I then bounded, child- and doofus-like, over to my refrigerator to fetch myself a fresh cylinder of pepperoni. I opened the door, looked down, and smiled wanly: I found my wontons. There they were sitting in their carton, the grease soaking gently through the white cardboard turning it slightly translucent. My wontons were right where I had put them twelve weeks ago. As wontons are wont to do when left to their own devices, these did absolutely nothing but sit there for twelve weeks.

My smile broadened and I downed an entire stick of pepperoni in one gulp.



Γ.

Sunday morning invaded my life like an unwanted skin rash.

Paranoia and pronoia battled it out inside my skull. After a hard and bitter campaign that reduced my amygdala to rubble and left most of my cerebellum a burnt-out husk, pronoia prevailed: I now believed that the Universe was conspiring to do me good. The vengeful Owl Gods were in fact benevolent, beneficent, and probably Beneluxan, too. Fate and Luck in fact loved me passionately, and Saturn’s cruelties yesterday were just “tough love” to teach me the value of a stale carton of wontons left on a fridge shelf for twelve weeks. And, a century from now, my descendants would establish a mighty dynasty that would rule a planet orbiting a distant star in the Bagel Nebula, survive the Greet Noöclasm of 2186, and go on to eventually rule the entire Universe. (Or maybe they would just found a small company in Toroid Springs, Colorado, making the finest bagels this side of the galaxy. I wasn’t sure, honestly.)

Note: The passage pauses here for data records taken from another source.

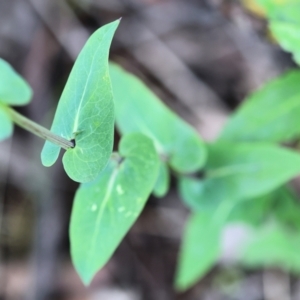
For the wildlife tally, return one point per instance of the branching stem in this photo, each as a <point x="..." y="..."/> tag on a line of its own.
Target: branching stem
<point x="38" y="130"/>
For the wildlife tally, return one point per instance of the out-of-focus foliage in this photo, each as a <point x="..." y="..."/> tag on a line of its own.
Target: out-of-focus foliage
<point x="14" y="90"/>
<point x="269" y="115"/>
<point x="284" y="22"/>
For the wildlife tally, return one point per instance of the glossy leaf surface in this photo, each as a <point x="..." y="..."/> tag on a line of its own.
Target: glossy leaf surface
<point x="106" y="208"/>
<point x="239" y="171"/>
<point x="6" y="125"/>
<point x="163" y="181"/>
<point x="14" y="90"/>
<point x="85" y="112"/>
<point x="139" y="110"/>
<point x="270" y="114"/>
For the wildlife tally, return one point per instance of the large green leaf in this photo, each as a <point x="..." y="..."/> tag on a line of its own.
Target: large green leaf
<point x="239" y="171"/>
<point x="201" y="245"/>
<point x="284" y="18"/>
<point x="139" y="110"/>
<point x="14" y="90"/>
<point x="6" y="126"/>
<point x="270" y="114"/>
<point x="106" y="208"/>
<point x="85" y="112"/>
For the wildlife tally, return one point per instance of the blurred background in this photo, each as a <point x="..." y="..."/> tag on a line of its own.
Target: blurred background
<point x="202" y="57"/>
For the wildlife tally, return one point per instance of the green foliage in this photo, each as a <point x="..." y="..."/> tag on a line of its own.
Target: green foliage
<point x="6" y="125"/>
<point x="139" y="110"/>
<point x="14" y="90"/>
<point x="85" y="112"/>
<point x="244" y="174"/>
<point x="201" y="245"/>
<point x="284" y="18"/>
<point x="106" y="208"/>
<point x="272" y="246"/>
<point x="163" y="181"/>
<point x="199" y="251"/>
<point x="270" y="114"/>
<point x="239" y="171"/>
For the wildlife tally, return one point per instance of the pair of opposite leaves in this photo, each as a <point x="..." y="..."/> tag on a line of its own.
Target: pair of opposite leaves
<point x="109" y="202"/>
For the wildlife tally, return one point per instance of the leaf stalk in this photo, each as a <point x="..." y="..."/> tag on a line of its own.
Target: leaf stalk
<point x="38" y="130"/>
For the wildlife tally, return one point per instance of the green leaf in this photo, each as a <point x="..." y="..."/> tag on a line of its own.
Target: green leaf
<point x="201" y="245"/>
<point x="270" y="114"/>
<point x="239" y="171"/>
<point x="6" y="125"/>
<point x="139" y="110"/>
<point x="286" y="208"/>
<point x="163" y="181"/>
<point x="105" y="209"/>
<point x="85" y="112"/>
<point x="272" y="246"/>
<point x="14" y="90"/>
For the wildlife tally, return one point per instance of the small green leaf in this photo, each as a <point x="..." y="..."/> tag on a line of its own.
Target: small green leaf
<point x="239" y="171"/>
<point x="6" y="125"/>
<point x="201" y="245"/>
<point x="270" y="114"/>
<point x="139" y="110"/>
<point x="163" y="181"/>
<point x="85" y="112"/>
<point x="105" y="209"/>
<point x="14" y="90"/>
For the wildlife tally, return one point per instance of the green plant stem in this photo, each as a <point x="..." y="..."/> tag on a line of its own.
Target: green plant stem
<point x="38" y="130"/>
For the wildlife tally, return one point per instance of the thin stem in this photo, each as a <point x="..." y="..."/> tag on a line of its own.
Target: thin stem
<point x="38" y="130"/>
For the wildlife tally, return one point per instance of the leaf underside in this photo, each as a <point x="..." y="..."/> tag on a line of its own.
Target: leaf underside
<point x="85" y="112"/>
<point x="139" y="110"/>
<point x="239" y="171"/>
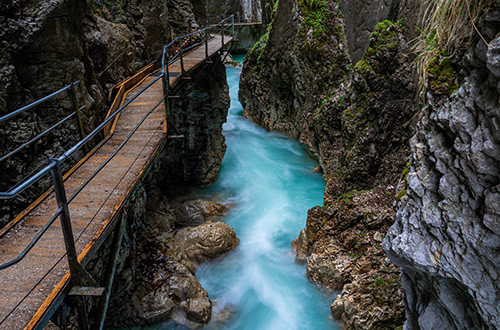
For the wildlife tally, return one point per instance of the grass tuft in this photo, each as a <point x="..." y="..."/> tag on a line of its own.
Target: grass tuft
<point x="447" y="25"/>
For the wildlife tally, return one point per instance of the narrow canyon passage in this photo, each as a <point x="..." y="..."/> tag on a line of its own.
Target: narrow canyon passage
<point x="267" y="178"/>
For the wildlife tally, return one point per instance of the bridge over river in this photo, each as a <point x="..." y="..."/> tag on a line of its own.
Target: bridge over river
<point x="44" y="251"/>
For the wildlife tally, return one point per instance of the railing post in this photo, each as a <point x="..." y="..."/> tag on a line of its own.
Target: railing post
<point x="74" y="100"/>
<point x="190" y="36"/>
<point x="222" y="35"/>
<point x="206" y="44"/>
<point x="180" y="54"/>
<point x="69" y="241"/>
<point x="232" y="25"/>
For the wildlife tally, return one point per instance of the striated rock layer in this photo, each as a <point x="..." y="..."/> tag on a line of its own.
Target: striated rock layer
<point x="447" y="234"/>
<point x="300" y="79"/>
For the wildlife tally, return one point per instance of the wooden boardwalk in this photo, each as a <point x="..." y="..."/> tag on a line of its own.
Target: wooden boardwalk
<point x="32" y="289"/>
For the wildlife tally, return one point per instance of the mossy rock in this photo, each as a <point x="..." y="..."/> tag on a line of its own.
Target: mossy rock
<point x="441" y="74"/>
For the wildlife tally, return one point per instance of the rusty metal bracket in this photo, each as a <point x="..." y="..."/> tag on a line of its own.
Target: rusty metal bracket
<point x="85" y="291"/>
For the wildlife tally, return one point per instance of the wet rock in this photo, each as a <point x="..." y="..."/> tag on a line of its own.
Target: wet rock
<point x="342" y="246"/>
<point x="493" y="57"/>
<point x="446" y="237"/>
<point x="169" y="290"/>
<point x="204" y="242"/>
<point x="299" y="80"/>
<point x="161" y="282"/>
<point x="368" y="301"/>
<point x="197" y="212"/>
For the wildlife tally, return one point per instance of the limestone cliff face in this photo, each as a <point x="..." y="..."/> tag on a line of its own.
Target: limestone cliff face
<point x="198" y="115"/>
<point x="300" y="80"/>
<point x="43" y="49"/>
<point x="447" y="234"/>
<point x="49" y="44"/>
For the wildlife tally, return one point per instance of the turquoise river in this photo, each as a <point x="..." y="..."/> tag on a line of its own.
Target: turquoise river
<point x="267" y="179"/>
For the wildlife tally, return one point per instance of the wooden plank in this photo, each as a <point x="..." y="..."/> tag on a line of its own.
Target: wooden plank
<point x="33" y="287"/>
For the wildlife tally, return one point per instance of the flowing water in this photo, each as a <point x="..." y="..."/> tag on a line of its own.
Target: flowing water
<point x="267" y="179"/>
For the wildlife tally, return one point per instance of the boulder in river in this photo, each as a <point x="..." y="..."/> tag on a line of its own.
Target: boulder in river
<point x="196" y="212"/>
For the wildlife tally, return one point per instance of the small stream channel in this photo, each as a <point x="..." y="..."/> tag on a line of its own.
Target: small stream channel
<point x="267" y="179"/>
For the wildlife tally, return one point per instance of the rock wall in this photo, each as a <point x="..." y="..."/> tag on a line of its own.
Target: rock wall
<point x="43" y="49"/>
<point x="49" y="44"/>
<point x="198" y="115"/>
<point x="165" y="241"/>
<point x="447" y="234"/>
<point x="299" y="79"/>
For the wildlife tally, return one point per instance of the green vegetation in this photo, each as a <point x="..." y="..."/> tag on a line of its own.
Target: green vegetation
<point x="441" y="73"/>
<point x="447" y="26"/>
<point x="261" y="44"/>
<point x="383" y="39"/>
<point x="315" y="16"/>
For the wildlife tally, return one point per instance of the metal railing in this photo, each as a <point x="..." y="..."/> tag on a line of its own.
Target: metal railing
<point x="78" y="273"/>
<point x="55" y="169"/>
<point x="180" y="42"/>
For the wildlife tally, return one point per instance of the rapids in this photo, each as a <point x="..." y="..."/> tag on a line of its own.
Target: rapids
<point x="267" y="179"/>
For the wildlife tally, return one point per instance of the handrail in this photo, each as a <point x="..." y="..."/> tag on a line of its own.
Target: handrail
<point x="165" y="60"/>
<point x="54" y="166"/>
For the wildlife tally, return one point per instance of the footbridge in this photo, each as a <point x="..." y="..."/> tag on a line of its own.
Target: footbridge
<point x="45" y="249"/>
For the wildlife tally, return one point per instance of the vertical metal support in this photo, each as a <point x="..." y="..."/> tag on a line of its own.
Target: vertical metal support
<point x="166" y="86"/>
<point x="110" y="272"/>
<point x="69" y="241"/>
<point x="180" y="54"/>
<point x="190" y="36"/>
<point x="232" y="25"/>
<point x="222" y="35"/>
<point x="206" y="44"/>
<point x="74" y="100"/>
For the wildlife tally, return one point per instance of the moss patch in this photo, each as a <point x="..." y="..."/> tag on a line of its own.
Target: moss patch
<point x="260" y="45"/>
<point x="441" y="74"/>
<point x="315" y="16"/>
<point x="384" y="39"/>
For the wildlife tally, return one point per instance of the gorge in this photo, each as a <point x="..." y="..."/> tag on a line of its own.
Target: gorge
<point x="397" y="101"/>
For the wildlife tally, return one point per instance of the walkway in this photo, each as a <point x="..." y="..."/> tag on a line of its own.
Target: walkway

My desire to see this through outstripped all others. It outweighed my desire to find all that weight I lost in September. It surpassed my desire to own 200,000 boxes of Surpass® two-ply facial tissues. It even exceeded my heretofore overwhelming desire to be appointed Lord Warden of the Cinque Ports one day. Not even a Palaeologan pronoia granted to my enemies could stop me now.

[Feetnote: You thought the third chapter of this dumpster fire would be labeled C, didn’t you? Shows what you know!]